Elimination of singleton lookups

Given this code:

unsigned int
pass_foo::execute_hook(void)
{
   /* Get the context as "this->m_ctxt" */
   FILE *dump_file = m_ctxt.dump_file_;

where m_dump_file is a MAYBE_STATIC field of a context, I’m assuming that in a GLOBAL_STATE build the optimizer can identify that the m_ctxt isn’t used, and optimize away the lookups as equivalent to:

unsigned int
pass_foo::execute_hook(void)
{
   context *unused = this->m_ctxt;
   FILE *dump_file = context::m_dump_file;

and simply do:

unsigned int
pass_foo::execute_hook(void)
{
   FILE *dump_file = context::m_dump_file;

Similarly, consider chains of singletons, e.g.:

class context
{
public:
  MAYBE_STATIC  callgraph m_cgraph;
};

class callgraph
{
public:
  MAYBE_STATIC  int node_max_uid;
};

and this statement:

foo ((/*this->*/m_ctxt->m_cgraph->node_max_uid);

where ctxt_ is MAYBE_STATIC, this is effectively:

context * tmpA = this->m_ctxt;
callgraph *tmpB = tmpA->m_cgraph;
int tmpC = tmpB->node_max_uid;
foo (tmpC);

and static on the fields in a global state build means that this is:

context * tmpA = this->m_ctxt;
callgraph *tmpB = context::m_cgraph;
int tmpC = callgraph::node_max_uid;

and thus tmpA and tmpB are unused, so this is effectively just:

int tmpC = callgraph::node_max_uid;
foo (tmpC);

Other aspects

TODO: experience in gdb for each variant? TODO: experience in valgrind for each variant? TODO: what about GC-owned objects and the (lack of) stack roots?

Plan

I’m thinking that if one of the attributes is acceptable we should use it throughout: it avoids lots of ugly preprocessor hackery.

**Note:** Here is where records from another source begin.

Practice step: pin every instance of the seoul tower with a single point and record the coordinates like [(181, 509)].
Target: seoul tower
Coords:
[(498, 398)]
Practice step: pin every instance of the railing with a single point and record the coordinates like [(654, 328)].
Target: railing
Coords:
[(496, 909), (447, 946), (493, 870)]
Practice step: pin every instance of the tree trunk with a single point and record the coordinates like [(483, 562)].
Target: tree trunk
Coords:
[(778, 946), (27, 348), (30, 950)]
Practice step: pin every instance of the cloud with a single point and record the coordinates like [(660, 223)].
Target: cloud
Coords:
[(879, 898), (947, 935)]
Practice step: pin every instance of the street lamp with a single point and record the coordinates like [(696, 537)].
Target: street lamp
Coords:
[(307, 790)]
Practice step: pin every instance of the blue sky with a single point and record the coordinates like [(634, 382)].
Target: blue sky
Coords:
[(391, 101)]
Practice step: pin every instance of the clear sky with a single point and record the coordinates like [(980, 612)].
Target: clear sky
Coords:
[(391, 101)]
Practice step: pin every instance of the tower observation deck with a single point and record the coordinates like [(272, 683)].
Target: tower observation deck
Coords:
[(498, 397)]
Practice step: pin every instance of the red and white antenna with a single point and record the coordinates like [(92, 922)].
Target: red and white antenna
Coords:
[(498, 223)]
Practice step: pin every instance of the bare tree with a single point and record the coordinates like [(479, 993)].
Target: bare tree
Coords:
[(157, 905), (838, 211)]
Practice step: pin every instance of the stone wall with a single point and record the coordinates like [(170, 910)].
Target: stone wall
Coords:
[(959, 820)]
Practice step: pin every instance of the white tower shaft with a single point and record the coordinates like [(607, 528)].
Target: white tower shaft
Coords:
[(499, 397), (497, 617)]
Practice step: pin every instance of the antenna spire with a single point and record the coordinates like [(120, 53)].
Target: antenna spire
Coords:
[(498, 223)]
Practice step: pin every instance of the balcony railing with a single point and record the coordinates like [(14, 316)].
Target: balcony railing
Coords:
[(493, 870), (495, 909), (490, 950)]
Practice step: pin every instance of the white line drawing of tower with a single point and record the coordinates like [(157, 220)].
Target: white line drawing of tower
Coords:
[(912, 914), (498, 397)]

The singleton attribute requires less boilerplate than the force_static attribute, but the latter has a simpler internal implementation.

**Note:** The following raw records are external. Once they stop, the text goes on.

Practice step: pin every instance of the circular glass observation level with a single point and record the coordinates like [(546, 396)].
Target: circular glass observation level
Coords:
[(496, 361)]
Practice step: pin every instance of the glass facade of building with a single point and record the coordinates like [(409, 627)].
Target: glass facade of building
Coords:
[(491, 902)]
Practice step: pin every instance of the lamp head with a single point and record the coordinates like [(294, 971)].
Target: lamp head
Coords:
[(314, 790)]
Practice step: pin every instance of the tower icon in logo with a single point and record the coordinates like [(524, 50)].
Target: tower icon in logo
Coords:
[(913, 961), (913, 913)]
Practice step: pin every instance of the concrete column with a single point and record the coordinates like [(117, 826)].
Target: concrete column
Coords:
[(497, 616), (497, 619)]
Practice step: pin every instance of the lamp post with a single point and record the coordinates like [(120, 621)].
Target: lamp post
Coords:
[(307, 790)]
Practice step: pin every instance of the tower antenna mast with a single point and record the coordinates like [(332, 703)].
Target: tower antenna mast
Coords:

force_static is my preferred approach:

  • I have a working implementation.
  • It’s relatively simple internally.
  • The performance implications are well-known.
  • It gives us a simple transition path: make code and data into classes with everything explicitly “static” on trunk, then on a branch remove the explicit static and use a macro to add force_static for the non-shared build.

If we can’t use one of the attribute approaches, we could use a dual approach:

  • rth’s approach for “per-invocation” state
  • the MAYBE_STATIC approach for state that needs to be referenced by a pass or by the context object.